When I clone a new project, I put the proper email address (e.g., a company email) as an author email in the local config stored in the repository. It worked fine until I started working for a client whose project is spread across many repositories that I cloned when needed.

I can’t count how many times I forgot to put the correct email into the local config of the newly cloned repository before committing anything into it – just because I was in a rush. In effect, my personal email (which occupies my global configuration) has been leaking many times into commits, sentenced to last forever in the git history. I’ve probably done it more times than I even realize.

To avoid making these mistakes, don’t use a global git configuration for identity.

Remove global configuration

To remove the global identity, use the following commands. If we use the same name everywhere, it makes sense to keep it set globally.

git config --global --unset user.email
git config --global --unset user.name

But this is not enough. Git will try to guess the name and email address based on the user profile and hostname. We need to instruct git to use only configuration files.

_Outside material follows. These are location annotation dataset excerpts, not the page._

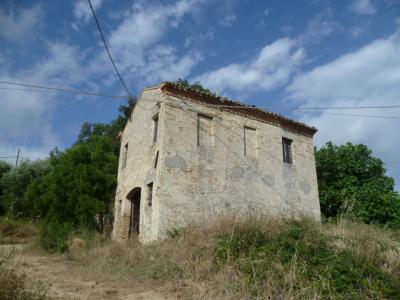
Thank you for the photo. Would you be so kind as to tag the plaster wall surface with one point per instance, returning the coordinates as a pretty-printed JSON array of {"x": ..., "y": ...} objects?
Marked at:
[{"x": 211, "y": 163}]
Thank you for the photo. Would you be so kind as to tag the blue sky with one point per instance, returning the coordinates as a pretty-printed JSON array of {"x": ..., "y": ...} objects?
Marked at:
[{"x": 275, "y": 54}]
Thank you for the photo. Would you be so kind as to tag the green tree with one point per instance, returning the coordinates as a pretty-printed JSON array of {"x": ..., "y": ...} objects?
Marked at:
[
  {"x": 196, "y": 86},
  {"x": 4, "y": 168},
  {"x": 352, "y": 180},
  {"x": 15, "y": 183},
  {"x": 81, "y": 186}
]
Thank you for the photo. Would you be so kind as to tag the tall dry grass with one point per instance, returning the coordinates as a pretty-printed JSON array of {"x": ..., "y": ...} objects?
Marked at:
[{"x": 258, "y": 258}]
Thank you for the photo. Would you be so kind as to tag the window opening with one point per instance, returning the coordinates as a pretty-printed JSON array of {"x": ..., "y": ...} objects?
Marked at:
[
  {"x": 155, "y": 128},
  {"x": 287, "y": 150},
  {"x": 204, "y": 130},
  {"x": 150, "y": 194},
  {"x": 156, "y": 161}
]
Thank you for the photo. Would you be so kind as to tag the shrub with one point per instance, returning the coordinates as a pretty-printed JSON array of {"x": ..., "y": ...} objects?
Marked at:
[
  {"x": 16, "y": 231},
  {"x": 13, "y": 285},
  {"x": 299, "y": 258}
]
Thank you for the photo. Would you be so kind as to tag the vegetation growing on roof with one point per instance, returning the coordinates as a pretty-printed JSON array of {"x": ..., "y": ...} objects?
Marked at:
[{"x": 196, "y": 87}]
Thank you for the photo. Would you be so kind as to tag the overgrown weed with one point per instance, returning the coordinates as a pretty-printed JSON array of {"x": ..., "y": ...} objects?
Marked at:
[{"x": 259, "y": 258}]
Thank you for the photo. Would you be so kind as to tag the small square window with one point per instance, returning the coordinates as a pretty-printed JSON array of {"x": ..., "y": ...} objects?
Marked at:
[
  {"x": 287, "y": 150},
  {"x": 150, "y": 194}
]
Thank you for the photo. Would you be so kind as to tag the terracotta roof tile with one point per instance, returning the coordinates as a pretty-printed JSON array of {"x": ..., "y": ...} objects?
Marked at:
[{"x": 249, "y": 111}]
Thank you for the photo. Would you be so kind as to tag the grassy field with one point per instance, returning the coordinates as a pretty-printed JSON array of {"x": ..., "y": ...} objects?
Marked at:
[
  {"x": 251, "y": 259},
  {"x": 258, "y": 258}
]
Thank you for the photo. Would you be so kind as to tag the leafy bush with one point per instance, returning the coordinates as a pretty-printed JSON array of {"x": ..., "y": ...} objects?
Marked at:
[
  {"x": 13, "y": 285},
  {"x": 15, "y": 183},
  {"x": 352, "y": 181}
]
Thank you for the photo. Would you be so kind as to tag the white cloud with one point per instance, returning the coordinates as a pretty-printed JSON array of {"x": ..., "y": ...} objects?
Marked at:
[
  {"x": 228, "y": 20},
  {"x": 319, "y": 28},
  {"x": 82, "y": 9},
  {"x": 272, "y": 67},
  {"x": 18, "y": 25},
  {"x": 369, "y": 76},
  {"x": 363, "y": 7},
  {"x": 25, "y": 114}
]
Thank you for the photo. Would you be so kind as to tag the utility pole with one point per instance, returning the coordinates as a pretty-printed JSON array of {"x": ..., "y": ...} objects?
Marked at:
[{"x": 16, "y": 161}]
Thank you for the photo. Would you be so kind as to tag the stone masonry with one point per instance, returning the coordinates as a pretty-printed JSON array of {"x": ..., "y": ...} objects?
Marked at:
[{"x": 188, "y": 157}]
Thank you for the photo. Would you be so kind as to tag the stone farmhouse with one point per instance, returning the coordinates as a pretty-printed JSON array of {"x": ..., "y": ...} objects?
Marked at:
[{"x": 188, "y": 157}]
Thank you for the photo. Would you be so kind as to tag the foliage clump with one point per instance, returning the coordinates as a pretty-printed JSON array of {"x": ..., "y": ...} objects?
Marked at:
[
  {"x": 196, "y": 86},
  {"x": 352, "y": 181}
]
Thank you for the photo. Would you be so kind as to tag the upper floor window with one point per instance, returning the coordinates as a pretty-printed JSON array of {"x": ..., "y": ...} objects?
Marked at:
[
  {"x": 250, "y": 142},
  {"x": 125, "y": 156},
  {"x": 150, "y": 194},
  {"x": 155, "y": 128},
  {"x": 287, "y": 150},
  {"x": 204, "y": 130}
]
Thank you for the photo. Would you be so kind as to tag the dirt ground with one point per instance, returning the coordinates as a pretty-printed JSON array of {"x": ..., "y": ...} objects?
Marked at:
[{"x": 64, "y": 280}]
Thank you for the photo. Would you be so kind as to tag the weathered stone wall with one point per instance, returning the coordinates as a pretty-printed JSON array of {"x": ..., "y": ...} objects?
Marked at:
[
  {"x": 139, "y": 169},
  {"x": 195, "y": 183},
  {"x": 201, "y": 182}
]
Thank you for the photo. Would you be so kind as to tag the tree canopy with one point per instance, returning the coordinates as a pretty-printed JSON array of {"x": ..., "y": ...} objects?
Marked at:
[{"x": 352, "y": 180}]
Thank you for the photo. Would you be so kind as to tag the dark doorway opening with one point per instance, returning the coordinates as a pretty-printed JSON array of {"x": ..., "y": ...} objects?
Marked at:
[{"x": 134, "y": 198}]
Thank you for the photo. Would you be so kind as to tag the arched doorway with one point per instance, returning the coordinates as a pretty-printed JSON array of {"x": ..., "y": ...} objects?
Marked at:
[{"x": 134, "y": 197}]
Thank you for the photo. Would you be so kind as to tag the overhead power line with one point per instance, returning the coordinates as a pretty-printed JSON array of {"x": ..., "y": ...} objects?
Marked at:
[
  {"x": 362, "y": 116},
  {"x": 306, "y": 108},
  {"x": 54, "y": 89},
  {"x": 108, "y": 51},
  {"x": 348, "y": 107}
]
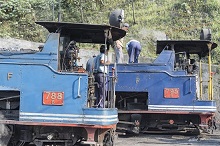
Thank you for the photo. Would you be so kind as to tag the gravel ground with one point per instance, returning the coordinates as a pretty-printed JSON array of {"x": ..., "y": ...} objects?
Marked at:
[{"x": 170, "y": 140}]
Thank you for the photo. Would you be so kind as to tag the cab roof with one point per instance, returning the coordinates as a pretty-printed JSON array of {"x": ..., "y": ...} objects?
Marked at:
[
  {"x": 84, "y": 33},
  {"x": 199, "y": 47}
]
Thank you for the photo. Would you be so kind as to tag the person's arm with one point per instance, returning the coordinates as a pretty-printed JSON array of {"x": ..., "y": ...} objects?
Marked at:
[
  {"x": 102, "y": 60},
  {"x": 118, "y": 44}
]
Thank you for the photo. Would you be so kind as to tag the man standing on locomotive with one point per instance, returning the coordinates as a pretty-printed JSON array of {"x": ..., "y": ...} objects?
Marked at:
[
  {"x": 100, "y": 72},
  {"x": 134, "y": 49}
]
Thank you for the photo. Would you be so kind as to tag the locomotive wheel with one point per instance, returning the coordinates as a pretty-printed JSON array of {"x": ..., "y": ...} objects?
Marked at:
[{"x": 108, "y": 139}]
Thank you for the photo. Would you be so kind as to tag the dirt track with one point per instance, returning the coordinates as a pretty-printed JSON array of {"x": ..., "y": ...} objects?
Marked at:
[{"x": 170, "y": 140}]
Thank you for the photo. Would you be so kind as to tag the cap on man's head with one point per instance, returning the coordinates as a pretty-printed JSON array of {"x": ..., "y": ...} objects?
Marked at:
[
  {"x": 102, "y": 48},
  {"x": 125, "y": 25}
]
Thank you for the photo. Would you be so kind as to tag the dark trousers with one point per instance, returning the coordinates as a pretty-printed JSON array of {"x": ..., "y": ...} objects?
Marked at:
[
  {"x": 134, "y": 49},
  {"x": 101, "y": 89}
]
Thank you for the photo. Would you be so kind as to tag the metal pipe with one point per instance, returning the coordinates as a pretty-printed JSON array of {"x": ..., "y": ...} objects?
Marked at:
[{"x": 210, "y": 69}]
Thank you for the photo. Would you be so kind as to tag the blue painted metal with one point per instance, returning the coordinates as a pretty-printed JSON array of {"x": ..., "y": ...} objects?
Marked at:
[
  {"x": 153, "y": 78},
  {"x": 34, "y": 73}
]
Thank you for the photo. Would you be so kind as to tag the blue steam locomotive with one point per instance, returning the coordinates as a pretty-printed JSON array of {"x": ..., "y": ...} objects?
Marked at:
[
  {"x": 164, "y": 96},
  {"x": 47, "y": 99}
]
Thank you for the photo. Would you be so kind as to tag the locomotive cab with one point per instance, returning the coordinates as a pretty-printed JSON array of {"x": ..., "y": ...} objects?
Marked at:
[
  {"x": 44, "y": 95},
  {"x": 165, "y": 95}
]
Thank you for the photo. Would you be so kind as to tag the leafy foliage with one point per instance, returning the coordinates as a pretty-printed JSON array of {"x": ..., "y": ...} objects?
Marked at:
[{"x": 180, "y": 19}]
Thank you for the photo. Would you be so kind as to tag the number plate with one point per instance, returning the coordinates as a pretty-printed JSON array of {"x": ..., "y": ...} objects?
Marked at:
[
  {"x": 171, "y": 93},
  {"x": 53, "y": 98}
]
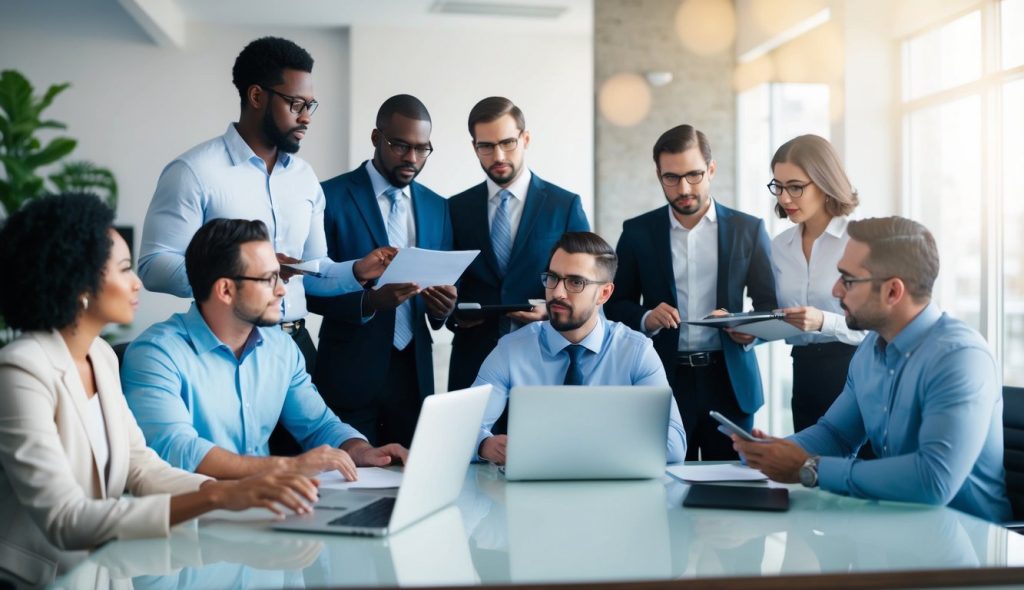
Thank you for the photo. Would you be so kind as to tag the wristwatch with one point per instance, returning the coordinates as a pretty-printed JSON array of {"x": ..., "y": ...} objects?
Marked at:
[{"x": 809, "y": 471}]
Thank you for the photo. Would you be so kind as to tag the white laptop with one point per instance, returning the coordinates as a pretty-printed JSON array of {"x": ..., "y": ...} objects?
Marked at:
[
  {"x": 587, "y": 432},
  {"x": 443, "y": 444}
]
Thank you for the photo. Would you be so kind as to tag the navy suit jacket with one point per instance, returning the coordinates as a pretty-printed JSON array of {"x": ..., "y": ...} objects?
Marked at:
[
  {"x": 353, "y": 357},
  {"x": 645, "y": 278},
  {"x": 548, "y": 212}
]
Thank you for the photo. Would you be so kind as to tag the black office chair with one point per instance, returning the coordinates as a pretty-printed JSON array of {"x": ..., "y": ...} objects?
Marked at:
[{"x": 1013, "y": 454}]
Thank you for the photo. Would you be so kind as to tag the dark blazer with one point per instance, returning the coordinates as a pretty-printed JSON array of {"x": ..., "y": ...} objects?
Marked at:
[
  {"x": 353, "y": 357},
  {"x": 645, "y": 279},
  {"x": 548, "y": 212}
]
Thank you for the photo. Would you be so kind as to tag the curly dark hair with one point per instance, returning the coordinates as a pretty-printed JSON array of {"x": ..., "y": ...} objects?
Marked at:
[
  {"x": 53, "y": 250},
  {"x": 262, "y": 62}
]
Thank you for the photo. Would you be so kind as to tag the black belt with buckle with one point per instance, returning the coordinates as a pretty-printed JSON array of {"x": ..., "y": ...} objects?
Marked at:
[
  {"x": 699, "y": 359},
  {"x": 292, "y": 328}
]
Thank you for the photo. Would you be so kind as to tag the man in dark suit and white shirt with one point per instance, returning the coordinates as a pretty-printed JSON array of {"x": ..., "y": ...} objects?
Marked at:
[
  {"x": 514, "y": 218},
  {"x": 682, "y": 261},
  {"x": 374, "y": 364}
]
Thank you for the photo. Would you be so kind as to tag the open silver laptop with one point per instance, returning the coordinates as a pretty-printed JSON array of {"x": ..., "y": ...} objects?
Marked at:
[
  {"x": 587, "y": 432},
  {"x": 442, "y": 447}
]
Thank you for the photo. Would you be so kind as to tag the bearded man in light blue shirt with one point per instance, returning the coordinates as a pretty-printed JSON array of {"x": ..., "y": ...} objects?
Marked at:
[
  {"x": 576, "y": 345},
  {"x": 923, "y": 387}
]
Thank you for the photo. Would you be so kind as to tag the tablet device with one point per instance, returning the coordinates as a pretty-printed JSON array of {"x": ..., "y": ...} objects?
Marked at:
[{"x": 737, "y": 498}]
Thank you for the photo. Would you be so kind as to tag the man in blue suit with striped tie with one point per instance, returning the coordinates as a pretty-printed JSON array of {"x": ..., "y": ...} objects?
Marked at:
[
  {"x": 514, "y": 218},
  {"x": 375, "y": 359}
]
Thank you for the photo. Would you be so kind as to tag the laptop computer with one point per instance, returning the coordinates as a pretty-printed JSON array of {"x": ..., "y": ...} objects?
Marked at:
[
  {"x": 442, "y": 447},
  {"x": 587, "y": 432}
]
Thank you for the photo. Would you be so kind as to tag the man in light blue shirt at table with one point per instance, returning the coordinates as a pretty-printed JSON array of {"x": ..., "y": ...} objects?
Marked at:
[
  {"x": 576, "y": 345},
  {"x": 208, "y": 386},
  {"x": 924, "y": 388}
]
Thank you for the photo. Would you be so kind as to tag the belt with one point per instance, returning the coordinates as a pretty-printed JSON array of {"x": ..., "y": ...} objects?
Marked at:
[
  {"x": 699, "y": 359},
  {"x": 292, "y": 328}
]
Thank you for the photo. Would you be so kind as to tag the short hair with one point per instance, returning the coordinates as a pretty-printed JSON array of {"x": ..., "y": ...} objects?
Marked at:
[
  {"x": 263, "y": 61},
  {"x": 404, "y": 104},
  {"x": 589, "y": 243},
  {"x": 215, "y": 252},
  {"x": 899, "y": 248},
  {"x": 493, "y": 109},
  {"x": 679, "y": 139},
  {"x": 816, "y": 157},
  {"x": 53, "y": 250}
]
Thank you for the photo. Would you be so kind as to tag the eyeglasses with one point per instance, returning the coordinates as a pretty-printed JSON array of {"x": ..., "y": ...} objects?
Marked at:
[
  {"x": 795, "y": 191},
  {"x": 295, "y": 103},
  {"x": 573, "y": 284},
  {"x": 850, "y": 282},
  {"x": 270, "y": 281},
  {"x": 487, "y": 149},
  {"x": 670, "y": 179},
  {"x": 400, "y": 148}
]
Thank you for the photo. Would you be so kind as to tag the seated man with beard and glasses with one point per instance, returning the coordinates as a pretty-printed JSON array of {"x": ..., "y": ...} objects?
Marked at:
[
  {"x": 577, "y": 283},
  {"x": 209, "y": 385}
]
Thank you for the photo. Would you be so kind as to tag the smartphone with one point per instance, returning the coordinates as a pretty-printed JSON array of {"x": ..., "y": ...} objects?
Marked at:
[{"x": 729, "y": 427}]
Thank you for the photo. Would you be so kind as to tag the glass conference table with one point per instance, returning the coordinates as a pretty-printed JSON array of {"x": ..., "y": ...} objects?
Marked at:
[{"x": 586, "y": 533}]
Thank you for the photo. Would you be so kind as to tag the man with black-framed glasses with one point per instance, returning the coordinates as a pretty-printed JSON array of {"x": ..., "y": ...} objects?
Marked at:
[
  {"x": 513, "y": 218},
  {"x": 375, "y": 361},
  {"x": 207, "y": 386},
  {"x": 684, "y": 261},
  {"x": 574, "y": 345}
]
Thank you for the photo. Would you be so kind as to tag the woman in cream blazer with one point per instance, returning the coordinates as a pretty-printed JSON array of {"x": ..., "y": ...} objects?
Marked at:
[{"x": 71, "y": 452}]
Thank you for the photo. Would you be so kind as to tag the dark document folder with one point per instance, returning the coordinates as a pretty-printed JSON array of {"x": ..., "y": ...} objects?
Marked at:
[{"x": 737, "y": 498}]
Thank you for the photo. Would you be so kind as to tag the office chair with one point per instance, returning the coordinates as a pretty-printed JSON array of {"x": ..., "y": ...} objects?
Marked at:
[{"x": 1013, "y": 452}]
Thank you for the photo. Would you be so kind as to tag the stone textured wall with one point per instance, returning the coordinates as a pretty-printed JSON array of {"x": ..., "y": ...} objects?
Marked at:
[{"x": 639, "y": 36}]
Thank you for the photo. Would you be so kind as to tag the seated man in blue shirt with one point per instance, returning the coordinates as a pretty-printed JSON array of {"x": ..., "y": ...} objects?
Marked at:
[
  {"x": 923, "y": 388},
  {"x": 576, "y": 345},
  {"x": 209, "y": 385}
]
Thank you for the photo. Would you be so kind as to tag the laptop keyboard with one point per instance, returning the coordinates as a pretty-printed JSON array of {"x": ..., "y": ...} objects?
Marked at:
[{"x": 377, "y": 514}]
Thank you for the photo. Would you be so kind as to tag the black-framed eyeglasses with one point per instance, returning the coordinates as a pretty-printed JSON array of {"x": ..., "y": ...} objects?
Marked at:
[
  {"x": 849, "y": 282},
  {"x": 487, "y": 149},
  {"x": 295, "y": 103},
  {"x": 670, "y": 179},
  {"x": 795, "y": 191},
  {"x": 270, "y": 281},
  {"x": 400, "y": 148},
  {"x": 573, "y": 284}
]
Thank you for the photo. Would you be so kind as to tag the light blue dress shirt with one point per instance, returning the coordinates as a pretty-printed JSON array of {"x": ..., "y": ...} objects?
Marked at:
[
  {"x": 189, "y": 393},
  {"x": 931, "y": 404},
  {"x": 224, "y": 178},
  {"x": 536, "y": 354}
]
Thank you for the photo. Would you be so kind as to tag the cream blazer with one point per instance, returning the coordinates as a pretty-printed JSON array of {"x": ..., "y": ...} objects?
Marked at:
[{"x": 53, "y": 498}]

Use provided configuration only

Since version 2.8, git has a dedicated setting called user.useConfigOnly to control if it should guess the identity or use the configuration only. According to documentation:

Instruct Git to avoid trying to guess defaults for user.email and user.name, and instead retrieve the values only from the configuration. For example, if you have multiple email addresses and would like to use a different one for each repository, then with this configuration option set to true in the global config along with a name, git will prompt you to set up an email before making new commits in a newly cloned repository. Defaults to false.

The funny thing is that even documentation points out this as a potential solution to my problem.

To change this option, we can use the following command

git config --global user.useConfigOnly true

Now, if we try to commit anything to the repository that has no configured author’s name and email, git shows us the message about missing configuration.

Author identity unknown

*** Please tell me who you are.

Run

  git config --global user.email "[email protected]"
  git config --global user.name "Your Name"

to set your account's default identity.
Omit --global to set the identity only in this repository.

fatal: no email was given and auto-detection is disabled

Now it’s hard to commit anything under a mistaken identity, but we need to configure each repository individually. To make it easier, we can prepare a few small scripts.

Prepare scripts to set up identity

The idea is simple. Whenever we get the message about the unknown identity, we can invoke a simple bash script to configure the proper profile.

#!/bin/bash

git config --local user.name "Szymon Krajewski"
git config --local user.email "[email protected]"

echo "Szymon Krajewski <[email protected]> applied as git user to this repository."

Let’s call it apply_personal_profile and make it executable.

chmod +x apply_personal_profile

You can create as many profiles as you need. I prepared a personal profile, a company profile, and one related to the client I currently work for.

I store my profiles in the dedicated directory ~/Utilities/git/profiles. I added this directory to $PATH global variable in my .zshrc, to make these scripts available from everywhere. Alternatively, you can symlink each script into /usr/local/bin, and that’s also OK.

# .zshrc
export PATH="$PATH:/Users/szymon/Utilities/git/profiles"

Apply author profile to repository

Whenever you clone or init a new repository, run one of the created scripts. If you forget about this, don’t worry – git won’t let you commit without configured email.

apply_peronal_profile

Other approaches

The simpler one

The script isn’t complicated, but it’s also not perfect. I’m sure it could be better – no duplications, basic checks, and so on – but I wanted to start small. Surprisingly, this is a single line that matters

git config --local user.email "[email protected]"

You can make an alias in your shell or search in command history for that one. The name is usually the same across profiles and can be configured globally.

Automatic

There are also tools that can do automatic profile switching based on the directory name, location, or existence of a particular file, e.g. gitconfig’s conditional includes or direnv, but I haven’t tested them. I took the most straightforward approach – improvements may come with time if needed.